Attackers can exploit two newly found native privilege escalation (LPE) vulnerabilities to achieve root privileges on techniques working main Linux distributions.
The primary flaw (tracked as CVE-2025-6018) was discovered within the configuration of the Pluggable Authentication Modules (PAM) framework on openSUSE Leap 15 and SUSE Linux Enterprise 15, permitting native attackers to achieve the privileges of the “allow_active” consumer.
The opposite safety bug (CVE-2025-6019) was found in libblockdev, and it permits an “allow_active” consumer to achieve root permissions by way of the udisks daemon (a storage administration service that runs by default on most Linux distributions).
Whereas efficiently abusing the 2 flaws as a part of a “local-to-root” chain exploit can let attackers rapidly achieve root and fully take over a SUSE system, the libblockdev/udisks flaw can also be extraordinarily harmful by itself.
“Though it nominally requires ‘allow_active’ privileges, udisks ships by default on nearly all Linux distributions, so practically any system is weak,” mentioned Qualys TRU senior supervisor Saeed Abbasi.
“Strategies to achieve ‘allow_active,’ together with the PAM challenge disclosed right here, additional negate that barrier.

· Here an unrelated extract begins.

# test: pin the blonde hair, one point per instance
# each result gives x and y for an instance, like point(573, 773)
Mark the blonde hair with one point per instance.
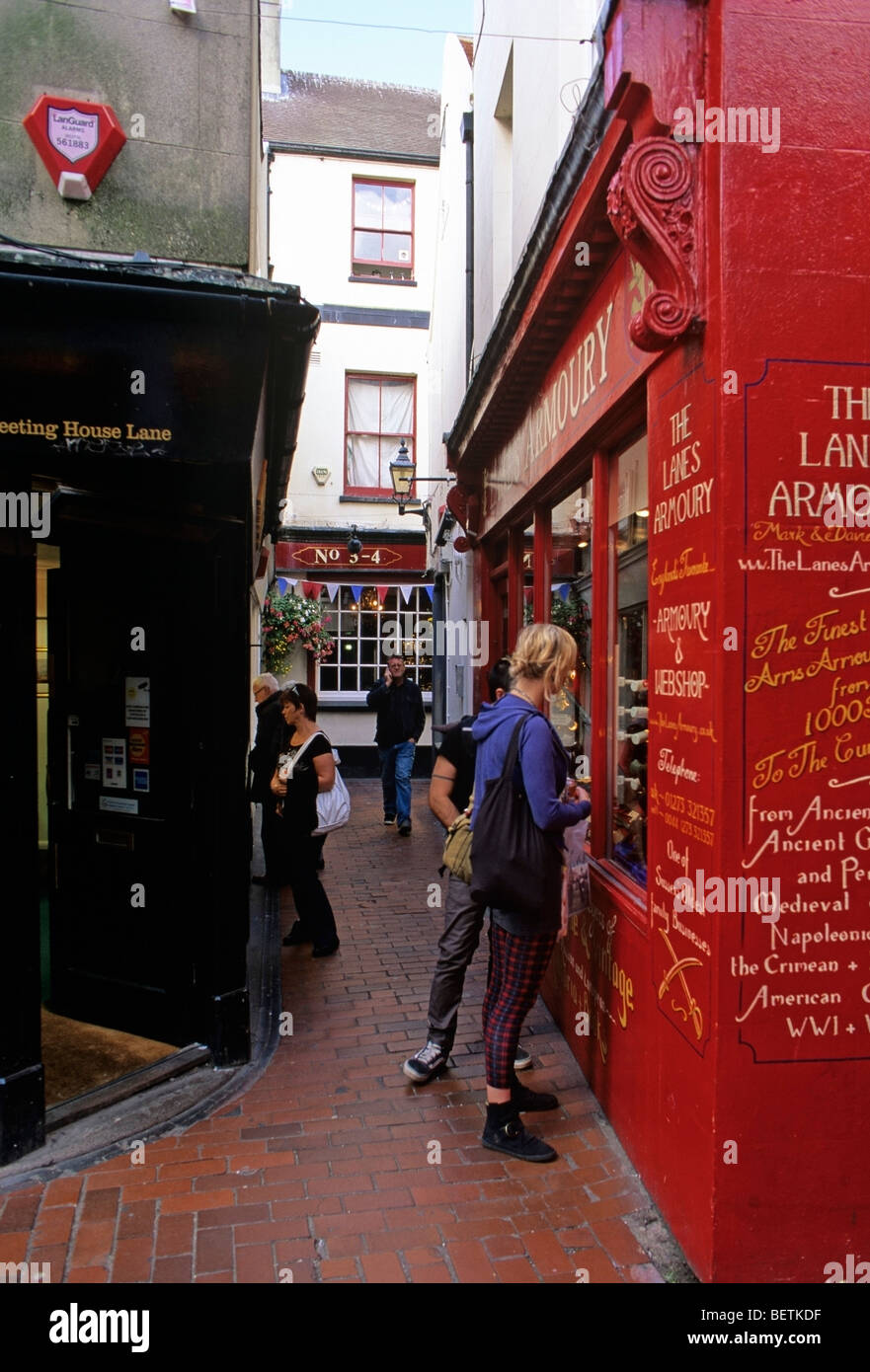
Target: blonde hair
point(543, 650)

An attacker can chain these vulnerabilities for instant root compromise with minimal effort.”
The Qualys Risk Analysis Unit (TRU), which found and reported each flaws, has developed proof-of-concept exploits and efficiently focused CVE-2025-6019 to get root privileges on Ubuntu, Debian, Fedora, and openSUSE Leap 15 techniques.
Admins urged to patch instantly
The Qualys Safety Advisory workforce has shared extra technical particulars concerning these two vulnerabilities right here and linked to safety patches on this Openwall submit.

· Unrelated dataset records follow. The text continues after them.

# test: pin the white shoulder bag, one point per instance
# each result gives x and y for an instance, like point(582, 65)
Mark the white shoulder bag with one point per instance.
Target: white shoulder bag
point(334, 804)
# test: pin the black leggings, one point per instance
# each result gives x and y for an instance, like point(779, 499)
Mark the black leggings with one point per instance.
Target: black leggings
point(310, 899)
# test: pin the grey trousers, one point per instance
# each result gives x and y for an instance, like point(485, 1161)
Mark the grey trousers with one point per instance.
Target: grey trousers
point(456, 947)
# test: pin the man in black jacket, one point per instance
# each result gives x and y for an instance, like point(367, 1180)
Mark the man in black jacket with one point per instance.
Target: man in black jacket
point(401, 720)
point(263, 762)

“Root entry permits agent tampering, persistence, and lateral motion, so one unpatched server endangers the entire fleet. Patch each PAM and libblockdev/udisks all over the place to eradicate this path,” Abbasi added.

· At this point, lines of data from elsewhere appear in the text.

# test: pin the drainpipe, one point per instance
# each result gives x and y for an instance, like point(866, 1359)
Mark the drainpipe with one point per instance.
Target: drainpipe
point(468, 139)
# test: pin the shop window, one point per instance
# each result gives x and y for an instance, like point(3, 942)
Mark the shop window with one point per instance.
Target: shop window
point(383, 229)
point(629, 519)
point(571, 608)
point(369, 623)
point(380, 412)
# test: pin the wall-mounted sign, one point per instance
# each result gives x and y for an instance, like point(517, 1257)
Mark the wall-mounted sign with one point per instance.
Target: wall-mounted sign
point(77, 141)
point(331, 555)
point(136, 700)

“Given the ubiquity of udisks and the simplicity of the exploit, organizations should deal with this as a important, common threat and deploy patches immediately.”
In recent times, Qualys researchers have found a number of different Linux safety vulnerabilities that allow attackers hijack unpatched Linux techniques, even in default configurations.
Safety flaws they found embody a flaw in Polkit’s pkexec part (dubbed PwnKit), one in glibc’s ld.so dynamic loader (Looney Tunables), one other within the Kernel’s filesystem layer (dubbed Sequoia), and one within the Sudo Unix program (aka Baron Samedit).
Shortly after the Looney Tunables flaw was disclosed, proof-of-concept (PoC) exploits have been launched on-line. One month later, attackers started exploiting it to steal cloud service supplier (CSP) credentials utilizing Kinsing malware.
Qualys additionally just lately discovered 5 LPE vulnerabilities launched over 10 years in the past within the needrestart utility utilized by default in Ubuntu Linux 21.04 and later.
Patching used to imply complicated scripts, lengthy hours, and infinite fireplace drills. Not anymore.
On this new information, Tines breaks down how fashionable IT orgs are leveling up with automation. Patch quicker, cut back overhead, and deal with strategic work — no complicated scripts required.